Il a été procédé à la vérification prévue par l’article 1072-1 du code de procédure civile, et constaté qu’aucune procédure d’assistance éducative n’a été ouverte à l’égard des enfants mineures.
La clôture de la procédure est intervenue par ordonnance en date du 18 janvier 2021.
L’affaire a été mise en délibéré et il a été indiqué que la décision serait prononcée par mise à disposition au greffe le 16 mars 2021.
MOTIFS DE LA DÉCISION :
SUR LA RECEVABILITÉ DE L’ACTION :
La demande introductive d’instance contient la proposition de règlement des intérêts pécuniaires et patrimoniaux des époux prévue à l’article 257-2 du code civil.
L’action est dès lors recevable.
SUR LES DEMANDES DÉPOURVUES D’EFFET OU DE DONNER ACTE :
En application de l’article 12 du code de procédure civile, le juge tranche le litige conformément aux règles de droit qui lui sont applicables. Les demandes dépourvues d’effet telles les demandes de donner acte ne constituent pas une prétention sur laquelle le juge doit se prononcer au sens du code de procédure civile.
En conséquence, il n’y a pas lieu à statuer sur les demandes formulées en ce sens.
SUR LA DEMANDE EN DIVORCE FONDÉE SUR LES DISPOSITIONS DE L’ARTICLE 233 DU CODE CIVIL:
Il résulte de la combinaison des articles 233 et 234 du code civil que le divorce peut être demandé par l’un ou l’autre des époux ou par les deux lorsqu’ils acceptent le principe de la rupture du mariage sans considération des faits à l’origine de celle-ci. S’il a acquis la conviction que chacun des époux a donné librement son accord, le juge prononce le divorce et statue sur ses conséquences.

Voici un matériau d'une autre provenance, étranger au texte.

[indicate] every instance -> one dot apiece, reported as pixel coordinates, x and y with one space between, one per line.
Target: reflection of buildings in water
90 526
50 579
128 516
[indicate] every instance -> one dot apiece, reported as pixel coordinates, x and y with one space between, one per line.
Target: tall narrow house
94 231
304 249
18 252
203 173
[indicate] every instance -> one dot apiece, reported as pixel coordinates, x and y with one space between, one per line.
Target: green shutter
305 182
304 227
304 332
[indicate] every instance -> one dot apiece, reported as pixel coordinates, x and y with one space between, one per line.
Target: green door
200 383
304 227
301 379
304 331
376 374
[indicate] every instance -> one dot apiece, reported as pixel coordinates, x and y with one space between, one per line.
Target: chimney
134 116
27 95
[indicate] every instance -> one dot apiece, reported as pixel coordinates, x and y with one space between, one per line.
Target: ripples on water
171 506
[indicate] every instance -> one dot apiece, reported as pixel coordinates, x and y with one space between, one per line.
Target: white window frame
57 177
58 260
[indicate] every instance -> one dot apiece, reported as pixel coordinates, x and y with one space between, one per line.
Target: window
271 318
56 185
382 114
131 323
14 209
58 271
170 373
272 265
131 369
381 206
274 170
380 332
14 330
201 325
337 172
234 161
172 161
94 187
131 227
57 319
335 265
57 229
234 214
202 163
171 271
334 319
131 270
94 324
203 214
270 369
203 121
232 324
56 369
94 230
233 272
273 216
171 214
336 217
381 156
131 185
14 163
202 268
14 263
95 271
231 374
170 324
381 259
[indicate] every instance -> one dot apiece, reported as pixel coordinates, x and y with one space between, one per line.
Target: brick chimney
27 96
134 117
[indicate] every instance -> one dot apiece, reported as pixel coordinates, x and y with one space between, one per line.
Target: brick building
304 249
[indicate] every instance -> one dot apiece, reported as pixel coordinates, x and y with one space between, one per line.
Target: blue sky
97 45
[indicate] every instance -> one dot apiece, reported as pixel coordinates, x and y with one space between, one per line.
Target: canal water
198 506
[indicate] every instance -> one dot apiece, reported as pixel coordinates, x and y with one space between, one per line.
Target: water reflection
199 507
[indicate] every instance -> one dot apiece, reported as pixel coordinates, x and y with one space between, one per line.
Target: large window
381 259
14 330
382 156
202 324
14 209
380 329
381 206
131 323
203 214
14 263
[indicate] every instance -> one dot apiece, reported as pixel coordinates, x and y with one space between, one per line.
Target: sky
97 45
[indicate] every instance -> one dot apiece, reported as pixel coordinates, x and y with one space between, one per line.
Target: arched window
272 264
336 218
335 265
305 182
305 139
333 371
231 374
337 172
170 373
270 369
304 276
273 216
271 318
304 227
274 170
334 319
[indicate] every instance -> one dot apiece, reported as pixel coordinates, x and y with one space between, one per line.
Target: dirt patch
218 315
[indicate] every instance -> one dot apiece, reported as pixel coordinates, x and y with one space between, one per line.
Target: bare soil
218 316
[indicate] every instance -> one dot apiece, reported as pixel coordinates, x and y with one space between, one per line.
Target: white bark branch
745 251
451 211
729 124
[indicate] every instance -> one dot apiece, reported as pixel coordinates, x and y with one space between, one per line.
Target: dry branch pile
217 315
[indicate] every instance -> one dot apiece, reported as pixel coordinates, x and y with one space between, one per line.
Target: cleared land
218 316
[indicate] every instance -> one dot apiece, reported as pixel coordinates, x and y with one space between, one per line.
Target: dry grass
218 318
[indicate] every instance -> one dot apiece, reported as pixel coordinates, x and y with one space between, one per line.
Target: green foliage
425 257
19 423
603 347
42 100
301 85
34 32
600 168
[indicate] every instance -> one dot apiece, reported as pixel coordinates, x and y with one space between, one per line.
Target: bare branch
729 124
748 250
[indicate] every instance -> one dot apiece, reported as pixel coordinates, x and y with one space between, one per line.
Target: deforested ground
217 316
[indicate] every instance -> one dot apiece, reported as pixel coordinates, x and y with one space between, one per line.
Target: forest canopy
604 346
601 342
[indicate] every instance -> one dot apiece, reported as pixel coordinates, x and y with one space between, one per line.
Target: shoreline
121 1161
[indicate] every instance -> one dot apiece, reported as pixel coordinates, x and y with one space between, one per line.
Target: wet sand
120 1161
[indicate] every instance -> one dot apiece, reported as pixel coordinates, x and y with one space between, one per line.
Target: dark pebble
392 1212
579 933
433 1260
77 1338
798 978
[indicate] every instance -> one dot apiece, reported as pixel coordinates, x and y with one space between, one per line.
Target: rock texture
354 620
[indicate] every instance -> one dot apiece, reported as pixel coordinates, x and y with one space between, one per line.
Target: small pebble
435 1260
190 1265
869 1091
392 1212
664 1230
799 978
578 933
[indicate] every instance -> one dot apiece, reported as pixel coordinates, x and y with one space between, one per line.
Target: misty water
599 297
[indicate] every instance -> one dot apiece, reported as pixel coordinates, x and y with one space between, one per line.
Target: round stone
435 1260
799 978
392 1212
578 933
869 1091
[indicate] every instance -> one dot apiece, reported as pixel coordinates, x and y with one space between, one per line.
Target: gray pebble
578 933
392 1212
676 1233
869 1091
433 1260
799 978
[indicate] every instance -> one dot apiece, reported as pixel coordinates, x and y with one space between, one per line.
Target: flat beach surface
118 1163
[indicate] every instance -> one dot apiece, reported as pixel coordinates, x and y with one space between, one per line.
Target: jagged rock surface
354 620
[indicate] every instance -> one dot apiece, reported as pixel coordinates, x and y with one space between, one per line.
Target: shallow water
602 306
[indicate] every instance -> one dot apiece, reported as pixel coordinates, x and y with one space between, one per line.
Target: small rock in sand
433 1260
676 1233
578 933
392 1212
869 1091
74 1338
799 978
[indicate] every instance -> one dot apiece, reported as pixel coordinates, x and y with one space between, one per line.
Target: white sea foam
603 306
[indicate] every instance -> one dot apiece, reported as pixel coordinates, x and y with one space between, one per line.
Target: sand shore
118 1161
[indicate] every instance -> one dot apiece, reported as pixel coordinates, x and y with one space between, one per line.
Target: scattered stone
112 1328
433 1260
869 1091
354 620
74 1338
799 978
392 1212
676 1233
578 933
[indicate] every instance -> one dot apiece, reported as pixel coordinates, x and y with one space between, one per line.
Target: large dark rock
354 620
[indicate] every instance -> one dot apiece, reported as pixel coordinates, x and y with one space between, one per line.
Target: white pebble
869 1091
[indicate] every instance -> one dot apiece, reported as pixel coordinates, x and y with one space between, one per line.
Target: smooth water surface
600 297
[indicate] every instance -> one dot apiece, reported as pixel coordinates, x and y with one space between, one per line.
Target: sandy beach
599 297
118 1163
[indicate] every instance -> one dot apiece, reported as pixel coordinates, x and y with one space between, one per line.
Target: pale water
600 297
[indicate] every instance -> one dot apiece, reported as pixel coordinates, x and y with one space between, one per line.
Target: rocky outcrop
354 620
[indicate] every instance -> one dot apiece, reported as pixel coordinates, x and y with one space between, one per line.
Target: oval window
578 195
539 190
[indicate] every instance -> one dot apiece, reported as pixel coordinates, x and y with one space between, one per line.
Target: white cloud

L’article 1123 du code de procédure civile précise qu’à tout moment de la procédure, les époux peuvent accepter le principe de la rupture du mariage sans considération des faits à l’origine de celle-ci. A l’audience de conciliation, cette acceptation est constatée immédiatement dans un procès-verbal dressé par le juge et signé par les époux et leurs avocats respectifs. Le juge renvoie alors les époux à introduire l’instance pour qu’il prononce le divorce et statue sur ses effets, la cause du divorce demeurant acquise. Le procès-verbal est annexé à l’ordonnance.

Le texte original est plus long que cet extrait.